Some Google employees believe they found evidence that Google’s plans to launch a censored search engine — codenamed “Dragonfly” — in China are still ongoing, according to a new report from The Intercept. Google’s CEO Sundar Pichai told US regulators last year that Google had “no plans” to launch the censored search engine “right now.” But some Google employees, unsatisfied and suspicious, have found internal evidence that suggests development has continued.
Employees spotted around 500 changes to Dragonfly-related code in December. Another 400 changes were made to the code in January, indicating to the employees that the project was still ongoing. They also investigated the company budgeting plans and saw that about 100 workers were still grouped under the budget associated with Project Dragonfly.
Reached for comment, Google denied that work had continued on Dragonfly. “This speculation is wholly inaccurate. Quite simply: there’s no work happening on Dragonfly,” a Google representative told The Verge. “As we’ve said for many months, we have no plans to launch Search in China and there is no work being undertaken on such a project. Team members have moved to new projects.”
The search engine would have censored sensitive political topics
The censored search project would have offered China a search engine that blocked results for sensitive topics. Those topics would likely have included Xinjiang, Tibet, and the Tiananmen Square massacre, based on what is already censored for existing search engines that operate in China.
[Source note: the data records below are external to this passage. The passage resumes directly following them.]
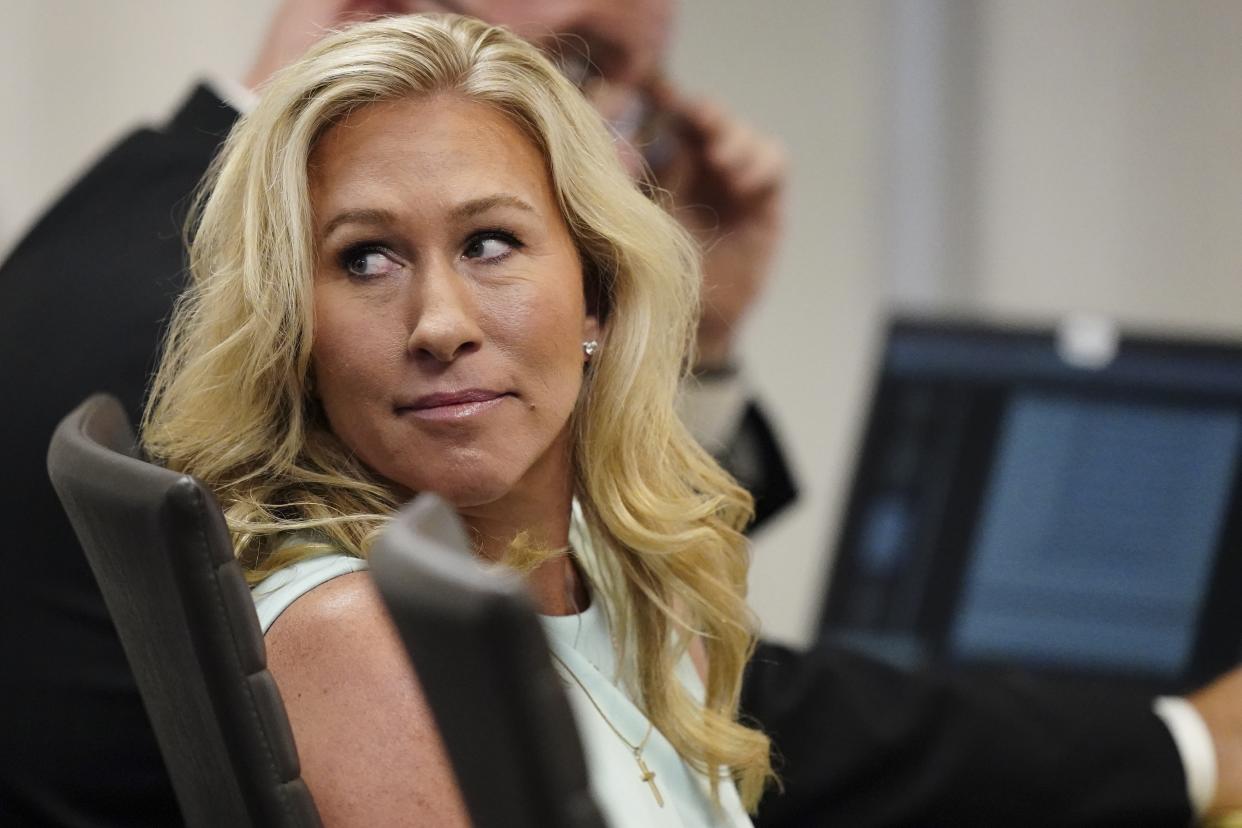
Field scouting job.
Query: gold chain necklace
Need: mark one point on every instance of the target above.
(647, 775)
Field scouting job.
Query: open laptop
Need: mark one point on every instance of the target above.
(1069, 503)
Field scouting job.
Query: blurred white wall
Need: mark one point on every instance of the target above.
(1012, 158)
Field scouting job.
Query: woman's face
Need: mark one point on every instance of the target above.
(448, 302)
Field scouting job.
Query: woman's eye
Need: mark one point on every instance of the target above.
(367, 263)
(491, 247)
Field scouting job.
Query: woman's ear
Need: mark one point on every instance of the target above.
(590, 337)
(591, 329)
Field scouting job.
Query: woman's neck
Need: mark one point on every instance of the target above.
(558, 586)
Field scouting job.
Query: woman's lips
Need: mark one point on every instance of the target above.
(453, 405)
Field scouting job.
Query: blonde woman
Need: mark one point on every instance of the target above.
(421, 267)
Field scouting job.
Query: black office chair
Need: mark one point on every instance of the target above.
(482, 661)
(159, 549)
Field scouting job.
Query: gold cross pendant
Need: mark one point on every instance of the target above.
(648, 776)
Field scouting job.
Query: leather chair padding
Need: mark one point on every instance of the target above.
(159, 548)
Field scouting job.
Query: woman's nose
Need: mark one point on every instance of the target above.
(445, 320)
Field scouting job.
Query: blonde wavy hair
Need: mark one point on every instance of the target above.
(231, 400)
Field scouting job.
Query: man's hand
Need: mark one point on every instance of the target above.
(1220, 704)
(728, 186)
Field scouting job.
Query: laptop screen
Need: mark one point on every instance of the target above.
(1011, 508)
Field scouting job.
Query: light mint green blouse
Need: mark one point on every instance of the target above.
(583, 644)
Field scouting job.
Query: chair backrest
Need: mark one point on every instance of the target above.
(483, 664)
(159, 548)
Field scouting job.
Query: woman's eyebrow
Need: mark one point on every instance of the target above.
(363, 216)
(476, 206)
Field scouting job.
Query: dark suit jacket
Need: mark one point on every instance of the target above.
(82, 303)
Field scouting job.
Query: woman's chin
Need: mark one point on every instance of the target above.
(470, 494)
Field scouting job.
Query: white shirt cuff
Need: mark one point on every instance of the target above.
(1195, 745)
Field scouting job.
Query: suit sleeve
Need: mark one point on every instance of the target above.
(86, 296)
(861, 744)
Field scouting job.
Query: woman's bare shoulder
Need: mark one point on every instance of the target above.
(367, 740)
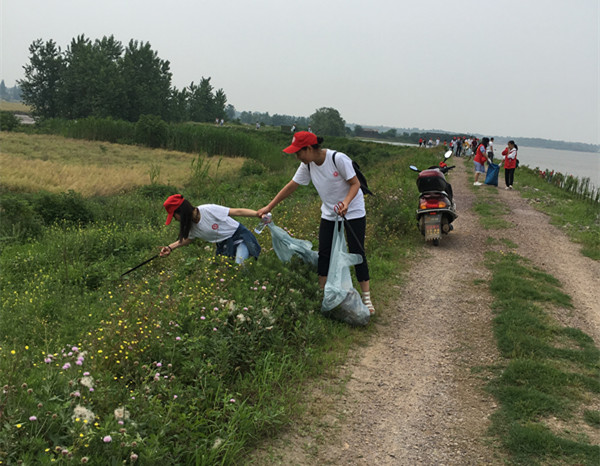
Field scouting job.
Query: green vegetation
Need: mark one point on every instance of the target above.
(571, 203)
(187, 359)
(549, 379)
(551, 372)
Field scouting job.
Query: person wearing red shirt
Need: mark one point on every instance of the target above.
(480, 159)
(510, 163)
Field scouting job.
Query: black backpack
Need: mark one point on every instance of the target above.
(361, 177)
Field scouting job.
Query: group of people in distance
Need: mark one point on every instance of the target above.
(340, 193)
(485, 153)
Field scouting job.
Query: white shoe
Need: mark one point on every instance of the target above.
(367, 302)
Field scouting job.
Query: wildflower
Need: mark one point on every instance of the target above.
(87, 381)
(121, 413)
(81, 412)
(217, 443)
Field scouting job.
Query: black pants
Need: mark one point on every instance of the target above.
(326, 229)
(509, 176)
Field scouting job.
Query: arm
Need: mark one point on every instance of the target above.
(352, 192)
(243, 213)
(281, 195)
(167, 250)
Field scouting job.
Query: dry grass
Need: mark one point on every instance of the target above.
(14, 107)
(32, 163)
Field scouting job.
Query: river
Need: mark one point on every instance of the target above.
(579, 164)
(567, 162)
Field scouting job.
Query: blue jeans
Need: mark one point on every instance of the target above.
(241, 253)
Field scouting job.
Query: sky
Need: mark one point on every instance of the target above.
(527, 68)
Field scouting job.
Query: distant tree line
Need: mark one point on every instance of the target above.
(10, 94)
(105, 79)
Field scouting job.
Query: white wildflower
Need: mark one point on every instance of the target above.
(82, 413)
(121, 414)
It’s possible that the code changes were just the finishing touches to bring the project to an end. But it’s possible that the code changes mean the project hasn’t halted, despite Pichai’s claims. One Google software engineer told The Intercept he suspected that Pichai might be waiting for the outrage over the project to taper off before starting the plans again under a new codename.
Google is currently blocked in China. According to The Intercept’s initial reporting, Dragonfly was meant to give Google a way back into the country, giving it access to a large user base, and giving Chinese internet users access to more information. Over a thousand Google employees have protested the project by signing an open letter highlighting the human rights abuses Google would become complicit in if Dragonfly were to launch. Several Google employees have also quit partly over the lack of transparency surrounding Project Dragonfly. Google publicly backed off on the project in December.
Update March 4th, 2:44PM ET: This article was updated with comment from Google.